Washington
:
President Donald Trump's plan to put weapons in space — pitched as a “Golden
Dome for America” missile defense program — is estimated to cost $1.2 trillion
over a 20-year period, according to a new analysis from the Congressional
Budget Office, a far heftier sum than the initial $175 billion price tag he
gave last year.
The
nonpartisan CBO report, published Tuesday, is described as an analysis that
reflects “one illustrative approach rather than an estimate of a specific
Administration proposal.”
The
futuristic system was ordered by Trump in an executive order during his first
week in office.

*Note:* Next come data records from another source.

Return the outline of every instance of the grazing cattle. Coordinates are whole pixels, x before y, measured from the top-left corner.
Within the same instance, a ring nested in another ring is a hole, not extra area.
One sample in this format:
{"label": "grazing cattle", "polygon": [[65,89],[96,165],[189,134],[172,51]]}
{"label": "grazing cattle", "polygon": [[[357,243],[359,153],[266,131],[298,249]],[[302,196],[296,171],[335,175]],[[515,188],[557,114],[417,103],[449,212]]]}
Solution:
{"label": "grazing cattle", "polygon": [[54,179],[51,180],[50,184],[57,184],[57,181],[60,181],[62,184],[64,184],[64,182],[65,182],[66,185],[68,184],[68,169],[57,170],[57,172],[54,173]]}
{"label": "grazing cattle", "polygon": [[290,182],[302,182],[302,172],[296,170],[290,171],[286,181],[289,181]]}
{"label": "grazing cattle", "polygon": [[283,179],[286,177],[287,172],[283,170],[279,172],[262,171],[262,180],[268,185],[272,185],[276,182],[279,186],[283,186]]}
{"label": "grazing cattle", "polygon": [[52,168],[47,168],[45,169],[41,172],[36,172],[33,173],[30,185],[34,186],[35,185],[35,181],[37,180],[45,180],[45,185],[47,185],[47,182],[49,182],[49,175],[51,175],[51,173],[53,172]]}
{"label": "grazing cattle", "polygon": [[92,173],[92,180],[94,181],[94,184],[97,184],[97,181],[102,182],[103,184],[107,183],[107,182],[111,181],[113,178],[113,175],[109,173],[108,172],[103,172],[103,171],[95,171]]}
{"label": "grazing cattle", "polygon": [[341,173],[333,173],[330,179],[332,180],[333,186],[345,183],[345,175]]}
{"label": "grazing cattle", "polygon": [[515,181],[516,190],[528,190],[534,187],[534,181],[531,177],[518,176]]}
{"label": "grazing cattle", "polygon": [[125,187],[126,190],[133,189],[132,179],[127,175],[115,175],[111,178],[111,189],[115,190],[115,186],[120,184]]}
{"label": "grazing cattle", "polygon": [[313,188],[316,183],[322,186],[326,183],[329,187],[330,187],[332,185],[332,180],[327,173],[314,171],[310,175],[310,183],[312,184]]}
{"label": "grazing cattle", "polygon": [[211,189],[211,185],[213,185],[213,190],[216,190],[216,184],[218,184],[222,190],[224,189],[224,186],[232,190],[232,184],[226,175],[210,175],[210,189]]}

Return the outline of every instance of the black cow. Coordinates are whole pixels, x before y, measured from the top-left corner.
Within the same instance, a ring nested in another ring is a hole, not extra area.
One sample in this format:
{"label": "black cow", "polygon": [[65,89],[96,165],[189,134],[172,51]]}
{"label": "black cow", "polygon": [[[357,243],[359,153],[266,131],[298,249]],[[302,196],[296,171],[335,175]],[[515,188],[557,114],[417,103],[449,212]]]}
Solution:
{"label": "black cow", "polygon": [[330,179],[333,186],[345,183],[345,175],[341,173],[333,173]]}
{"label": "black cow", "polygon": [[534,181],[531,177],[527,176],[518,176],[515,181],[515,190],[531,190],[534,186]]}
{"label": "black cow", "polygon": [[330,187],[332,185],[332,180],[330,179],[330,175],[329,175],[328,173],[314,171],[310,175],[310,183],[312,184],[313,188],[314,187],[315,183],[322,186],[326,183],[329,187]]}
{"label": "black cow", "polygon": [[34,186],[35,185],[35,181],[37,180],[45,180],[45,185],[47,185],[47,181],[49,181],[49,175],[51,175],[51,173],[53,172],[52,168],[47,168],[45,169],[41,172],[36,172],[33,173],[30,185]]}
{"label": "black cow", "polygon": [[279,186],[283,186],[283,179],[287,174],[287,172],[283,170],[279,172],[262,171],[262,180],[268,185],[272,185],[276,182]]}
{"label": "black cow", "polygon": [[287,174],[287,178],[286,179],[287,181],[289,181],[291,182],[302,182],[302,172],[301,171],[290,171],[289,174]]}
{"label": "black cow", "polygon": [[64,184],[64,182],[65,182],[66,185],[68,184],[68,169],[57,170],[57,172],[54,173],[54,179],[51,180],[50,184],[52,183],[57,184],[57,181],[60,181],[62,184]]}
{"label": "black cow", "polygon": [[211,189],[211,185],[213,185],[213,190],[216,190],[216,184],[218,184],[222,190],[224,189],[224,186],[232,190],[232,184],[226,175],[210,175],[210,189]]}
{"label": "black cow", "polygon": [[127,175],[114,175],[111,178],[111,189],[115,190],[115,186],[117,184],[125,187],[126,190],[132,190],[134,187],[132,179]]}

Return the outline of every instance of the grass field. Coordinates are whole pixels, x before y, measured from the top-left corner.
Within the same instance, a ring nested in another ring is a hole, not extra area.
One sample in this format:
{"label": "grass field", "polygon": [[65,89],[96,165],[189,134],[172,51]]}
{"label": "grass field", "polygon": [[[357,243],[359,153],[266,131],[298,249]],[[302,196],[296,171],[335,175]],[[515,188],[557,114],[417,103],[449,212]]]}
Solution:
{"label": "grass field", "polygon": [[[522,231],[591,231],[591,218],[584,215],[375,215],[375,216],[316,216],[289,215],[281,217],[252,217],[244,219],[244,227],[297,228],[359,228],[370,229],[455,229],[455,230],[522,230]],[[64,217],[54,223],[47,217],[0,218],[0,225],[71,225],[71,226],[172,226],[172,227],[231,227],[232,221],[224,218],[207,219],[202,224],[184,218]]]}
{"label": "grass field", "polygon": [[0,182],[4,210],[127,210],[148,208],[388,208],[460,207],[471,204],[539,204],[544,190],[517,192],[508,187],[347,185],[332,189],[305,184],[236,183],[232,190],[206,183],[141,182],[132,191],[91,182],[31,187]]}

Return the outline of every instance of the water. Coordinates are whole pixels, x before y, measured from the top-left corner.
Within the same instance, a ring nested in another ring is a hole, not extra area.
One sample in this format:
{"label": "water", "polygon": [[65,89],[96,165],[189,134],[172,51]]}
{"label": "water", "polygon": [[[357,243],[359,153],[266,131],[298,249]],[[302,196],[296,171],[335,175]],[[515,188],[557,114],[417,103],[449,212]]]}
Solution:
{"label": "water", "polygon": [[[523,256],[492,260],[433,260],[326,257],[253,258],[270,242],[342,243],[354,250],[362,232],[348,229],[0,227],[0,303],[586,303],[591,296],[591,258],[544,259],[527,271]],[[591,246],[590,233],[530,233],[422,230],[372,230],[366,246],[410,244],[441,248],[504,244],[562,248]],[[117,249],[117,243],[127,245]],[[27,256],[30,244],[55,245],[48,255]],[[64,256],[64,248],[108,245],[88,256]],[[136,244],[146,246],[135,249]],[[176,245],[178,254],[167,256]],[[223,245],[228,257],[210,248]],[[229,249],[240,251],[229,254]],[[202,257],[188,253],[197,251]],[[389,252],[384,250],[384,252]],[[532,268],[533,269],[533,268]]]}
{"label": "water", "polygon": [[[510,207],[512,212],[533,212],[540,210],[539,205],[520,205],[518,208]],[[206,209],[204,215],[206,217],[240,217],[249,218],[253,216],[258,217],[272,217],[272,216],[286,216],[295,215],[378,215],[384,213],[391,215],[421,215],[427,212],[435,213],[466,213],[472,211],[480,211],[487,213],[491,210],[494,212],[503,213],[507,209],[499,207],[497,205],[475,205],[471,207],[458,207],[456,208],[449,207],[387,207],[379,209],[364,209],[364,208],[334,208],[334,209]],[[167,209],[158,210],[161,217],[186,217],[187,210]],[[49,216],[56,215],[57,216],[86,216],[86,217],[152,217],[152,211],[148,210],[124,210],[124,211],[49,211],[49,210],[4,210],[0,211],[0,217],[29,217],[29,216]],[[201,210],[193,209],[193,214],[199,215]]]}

He said then that he expected the system to be “fully
operational before the end of my term,” which wraps up in January 2029.
“Over
the past 40 years, rather than lessening, the threat from next-generation
strategic weapons has become more intense and complex with the development by
peer and near-peer adversaries of next-generation delivery systems,” Trump said
in his executive order, justifying the need for the missile defense system.
The
CBO’s estimates are in part based on a lack of details from the Defense Department
about what and how many systems will be deployed, “making it impossible to
estimate the long term cost” of the Golden Dome system, the report says.
The
concept for the missile system is at least partly inspired by Israel’s
multitiered defenses, often collectively referred to as the “Iron Dome,” which
played a key role in defending it from rocket and missile fire from Iran and
allied militant groups as it prosecutes the war on Iran alongside the U.S.
The
U.S. Golden Dome is envisioned to include ground- and space-based capabilities
able to detect, intercept and stop missiles at all major stages of a potential
attack.
Congress
has already approved roughly $24 billion for the missile defense initiative
through Republicans' massive tax and spending measure signed into law last
summer.
Gen.
Michael A. Guetlein, director of the Golden Dome project, testified last month
about its costs. He told lawmakers that various groups estimating costs “just
take the cost of a legacy system and they multiply it out and they get these
really large numbers and they say, well, that must be it.
"That
is not what Golden Dome is doing,” the U.S. Space Force general said.
“We are
laser focused on affordability.”
Sen.
Jeff Merkley, D-Ore., who requested the estimate from the CBO, said in response
to the report that the missile defense project is “nothing more than a massive
giveaway to defense contractors paid for entirely by working Americans.”
Last
May, the president said the Golden Dome would cost $175 billion. The CBO last
year estimated that just the space-based components of the Golden Dome could
cost as much as $542 billion over the next 20 years.